À l’approche du conclave le 7 mai, Aleteia propose le portrait de l’un des cardinaux électeurs dont la voix devrait compter. Secrétaire d’État du Saint-Siège depuis 2013, le cardinal Pietro Parolin, 70 ans, est l’un des plus fins diplomates du Vatican. Artisan d’un multilatéralisme assumé, familier des chancelleries, il incarne une ligne de continuité modérée avec le pontificat de François. S’il n’a jamais dirigé de diocèse, cet Italien au profil de négociateur, rodé aux équilibres romains, pourrait rassurer une Curie secouée par dix années de réformes.

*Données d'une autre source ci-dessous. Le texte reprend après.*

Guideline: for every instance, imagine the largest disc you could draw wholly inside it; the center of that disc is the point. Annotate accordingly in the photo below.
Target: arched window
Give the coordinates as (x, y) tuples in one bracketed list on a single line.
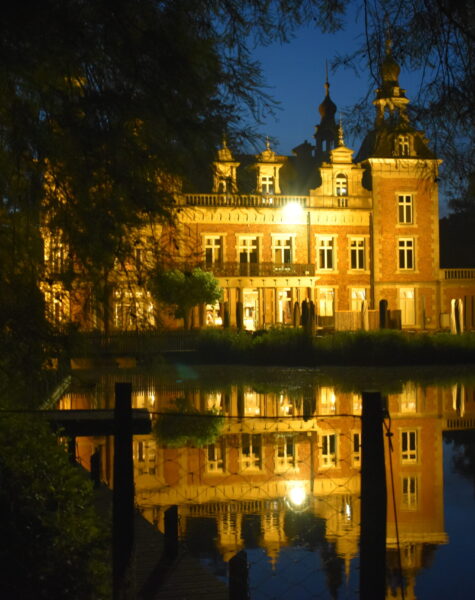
[(403, 145), (341, 185)]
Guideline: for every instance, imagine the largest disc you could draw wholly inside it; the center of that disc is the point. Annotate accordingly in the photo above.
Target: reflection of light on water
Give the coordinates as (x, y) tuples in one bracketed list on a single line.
[(297, 497)]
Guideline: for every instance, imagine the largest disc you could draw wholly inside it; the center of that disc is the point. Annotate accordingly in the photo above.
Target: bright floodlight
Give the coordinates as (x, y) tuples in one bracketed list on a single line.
[(293, 212)]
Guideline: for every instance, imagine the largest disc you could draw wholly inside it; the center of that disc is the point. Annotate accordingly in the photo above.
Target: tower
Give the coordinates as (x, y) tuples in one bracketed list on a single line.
[(402, 176)]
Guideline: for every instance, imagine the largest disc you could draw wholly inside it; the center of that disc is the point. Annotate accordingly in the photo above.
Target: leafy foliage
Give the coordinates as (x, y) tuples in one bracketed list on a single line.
[(54, 546), (184, 425)]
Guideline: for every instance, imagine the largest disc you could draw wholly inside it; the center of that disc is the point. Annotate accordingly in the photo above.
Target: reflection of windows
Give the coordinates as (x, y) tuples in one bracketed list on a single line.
[(282, 249), (326, 253), (252, 404), (328, 450), (357, 297), (356, 448), (215, 457), (408, 399), (213, 249), (325, 301), (357, 253), (251, 452), (132, 310), (145, 457), (405, 208), (406, 253), (267, 184), (341, 185), (410, 493), (327, 401), (409, 446), (286, 454)]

Le cardinal Pietro Parolin, secrétaire d’État du Saint-Siège depuis l’automne 2013, est une figure centrale du pontificat de François. Sorte de 'Premier ministre" du pape, il est souvent cité parmi les "papabili". Diplomate apprécié des chancelleries, il dispose d'une fine connaissance du gouvernement de la Curie que le pape François a tenté de réformer. Il pourrait, s’il était élu sur le siège de Pierre, incarner une forme de continuité avec François tout en cherchant à apaiser une Église quelque peu bousculée par un pontificat de réformes tous azimuts.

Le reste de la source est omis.